Veranstaltungsberichte
Auf den Spuren der Energiewende in der Lausitz
Mit zwei Veranstaltungen zur Energiepolitik war die Konrad-Adenauer-Stiftung in ihren Themenwochen "Zukunft Deutschland" in der Lausitz vertreten. Eine Primäre war dabei das gemeinsame Seminar des Bildungswerkes Potsdam mit der Begabtenförderung der Adenauer-Stiftung zum Thema Energiewende und Braunkohletagebau vom 19. bis 21. April in Guben, rund 30 Kilometer nördlich von Forst an der Lausitzer Neiße, wobei allerdings bei reger Teilnahme der KAS-Stipendiaten, die ebenfalls eingeladenen Alt-Stipendiaten, Freundeskreismitglieder der Stiftung und Brandenburger Bürger wenig Interesse an diesem spannenden Seminarangebot zeigten.
Die Stipendiaten unterschiedlicher Fachrichtungen der Brandenburger Universitäten in Cottbus, Frankfurt/Oder und Potsdam diskutierten am Freitagabend gemeinsam mit der Refertin der Begabtenförderung, Dr. Pamela Luckau, und dem KAS-Landesbeauftragten Stephan Raabe zuerst mit dem Leiter des Fachgebietes Energiesysteme und Regierungsberater Prof. Georg Erdmann von der TU Berlin sowie mit Alt-Stipendiat Dr. Tobias Pohl aus dem Referat Energiepolitik des Bundeskanzleramtes den Stand und die Perspektiven der "Energiewende" in Deutschland. Dabei wurde die Komplexität des Themas und die Herausforderung der systemischen Steuerung in der Energiepolitik deutlich.
"Zwischen den Fronten" und auf "Braunkohle Safari"
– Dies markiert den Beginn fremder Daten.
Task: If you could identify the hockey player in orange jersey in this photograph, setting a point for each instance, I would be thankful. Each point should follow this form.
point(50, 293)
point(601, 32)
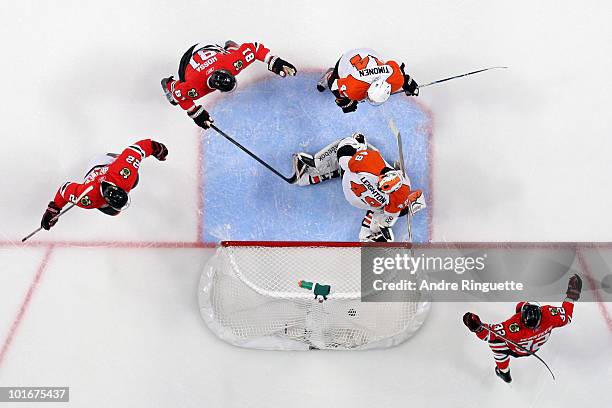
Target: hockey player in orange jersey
point(368, 182)
point(362, 74)
point(529, 327)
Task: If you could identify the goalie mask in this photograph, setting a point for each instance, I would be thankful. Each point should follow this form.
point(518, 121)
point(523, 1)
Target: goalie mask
point(222, 80)
point(390, 181)
point(378, 92)
point(531, 315)
point(115, 197)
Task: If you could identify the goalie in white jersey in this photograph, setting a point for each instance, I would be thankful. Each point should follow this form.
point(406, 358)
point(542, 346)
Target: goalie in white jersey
point(368, 181)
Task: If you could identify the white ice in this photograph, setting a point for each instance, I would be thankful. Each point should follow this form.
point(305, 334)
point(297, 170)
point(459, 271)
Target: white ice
point(520, 155)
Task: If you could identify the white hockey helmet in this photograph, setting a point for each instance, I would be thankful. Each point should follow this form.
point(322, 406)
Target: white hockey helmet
point(379, 91)
point(390, 181)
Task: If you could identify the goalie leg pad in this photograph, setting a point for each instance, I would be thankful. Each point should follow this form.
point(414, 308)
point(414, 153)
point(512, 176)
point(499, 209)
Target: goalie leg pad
point(309, 169)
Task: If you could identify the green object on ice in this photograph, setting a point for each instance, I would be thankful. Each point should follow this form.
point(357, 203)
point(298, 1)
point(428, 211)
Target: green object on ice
point(319, 290)
point(305, 285)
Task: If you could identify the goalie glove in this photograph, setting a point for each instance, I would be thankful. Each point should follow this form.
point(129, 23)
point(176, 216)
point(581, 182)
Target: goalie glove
point(160, 151)
point(385, 235)
point(281, 67)
point(574, 287)
point(410, 87)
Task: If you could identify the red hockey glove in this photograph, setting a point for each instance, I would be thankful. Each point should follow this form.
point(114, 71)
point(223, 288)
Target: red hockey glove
point(574, 287)
point(472, 321)
point(281, 67)
point(201, 117)
point(50, 216)
point(159, 150)
point(346, 104)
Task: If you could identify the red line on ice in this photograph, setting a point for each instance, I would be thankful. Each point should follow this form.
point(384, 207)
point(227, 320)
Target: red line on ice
point(593, 287)
point(25, 304)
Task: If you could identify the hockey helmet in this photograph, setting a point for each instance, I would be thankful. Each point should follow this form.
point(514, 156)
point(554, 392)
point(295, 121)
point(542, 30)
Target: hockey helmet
point(531, 314)
point(379, 91)
point(116, 197)
point(222, 80)
point(390, 181)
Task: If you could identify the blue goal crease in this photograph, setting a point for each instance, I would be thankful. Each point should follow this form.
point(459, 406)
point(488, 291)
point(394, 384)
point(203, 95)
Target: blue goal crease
point(275, 118)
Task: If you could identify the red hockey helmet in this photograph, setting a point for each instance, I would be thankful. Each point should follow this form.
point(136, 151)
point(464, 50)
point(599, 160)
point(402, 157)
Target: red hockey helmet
point(531, 314)
point(390, 181)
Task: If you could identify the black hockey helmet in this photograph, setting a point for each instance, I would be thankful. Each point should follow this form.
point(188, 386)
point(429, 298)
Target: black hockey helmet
point(222, 80)
point(115, 197)
point(531, 315)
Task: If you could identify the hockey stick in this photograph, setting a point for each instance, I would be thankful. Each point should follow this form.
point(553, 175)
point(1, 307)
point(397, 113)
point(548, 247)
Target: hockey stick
point(400, 150)
point(87, 190)
point(289, 180)
point(453, 77)
point(520, 348)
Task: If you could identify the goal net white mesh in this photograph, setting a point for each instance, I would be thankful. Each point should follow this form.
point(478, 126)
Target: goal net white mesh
point(249, 296)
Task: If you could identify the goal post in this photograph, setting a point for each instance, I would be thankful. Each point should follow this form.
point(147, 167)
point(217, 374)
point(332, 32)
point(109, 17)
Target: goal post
point(249, 296)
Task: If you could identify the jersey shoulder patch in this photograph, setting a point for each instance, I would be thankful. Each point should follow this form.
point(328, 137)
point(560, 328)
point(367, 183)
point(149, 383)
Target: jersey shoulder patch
point(368, 161)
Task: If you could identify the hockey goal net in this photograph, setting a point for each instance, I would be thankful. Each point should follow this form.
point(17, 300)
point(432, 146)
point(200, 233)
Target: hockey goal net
point(249, 296)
Am Samstag begab sich dann die Gruppe mitten zwischen die Fronten bei einer öffentlichen Pro und Contra Diskussion zum Braunkohletagebau im kleinen Ort Taubendorf, der durch die Erweiterung des Tagebaues Jänschwalde genau an den Rand des Tagebaus gerät, schlimmer noch in Zukunft zwischen die Tagebaue in Deutschland und Polen eingezwängt wird. Grundwasserabsenkung, Gebäudeschäden, Wertverlust von Häusern und Grundstücken, Lärm- und Staubbelästigunge, weitere Fahrwege, mangelnde Planungssicherheit und interner Streit, wie mit all dem umzugehen sei, sind die Folgen. Im Gemeindehaus des Dorfes diskutierten der Ortsbürgermeister Jürgen Handreck und der evangelische Pfarrer des Gebietes, Mathias Bernd, beides Gegner des Tagebaus, und die Befürworter Helmut Franz, ehmaliger Betriebsrat von Vattenfall, dem schwedischen Unternehmen, das den Lausitzer Tagebau betreibt, und der Bürgermeister von Spremberg Dr. Klaus-Peter Schulze, dessen Gemeinde ebenfalls vom Bergbau seit langem betroffen ist. Das Für und Wider wurde abgewogen, die Bürger aus dem Ort gaben Einblick in die Befindlichkeiten und die Diskussionlage, ja Zerrissenheit vor Ort zwischen Befürwortern und Gegnern des Tagebaus, aber auch bei den Gegnern untereinander über die richtige Strategie des Kampfes. Auf einen gemeinsamen Nenner kann man bei derart unterschiedlicher Betroffenheit und Sichtweise auf den Tagebau wohl kaum kommen. Das Fazit der Diskussion war jedoch, dass die mangelnde Planungssicherheit für die Betroffenen ein Kernproblem darstelle, dass den vom Tagebau direkt Betroffenen so gut wie möglich geholfen werden müsse - auch wenn es sich "nur" um wenige Tausend Menschen handelt; hier gibt es offensichtlich noch Verbesserungspotential seitens Politik und Unternehmen; zudem brauche die Lausitz so oder so einen Plan B für die Zukunft, da die Braunkohle in jedem Fall nur als Brückenenergie diene.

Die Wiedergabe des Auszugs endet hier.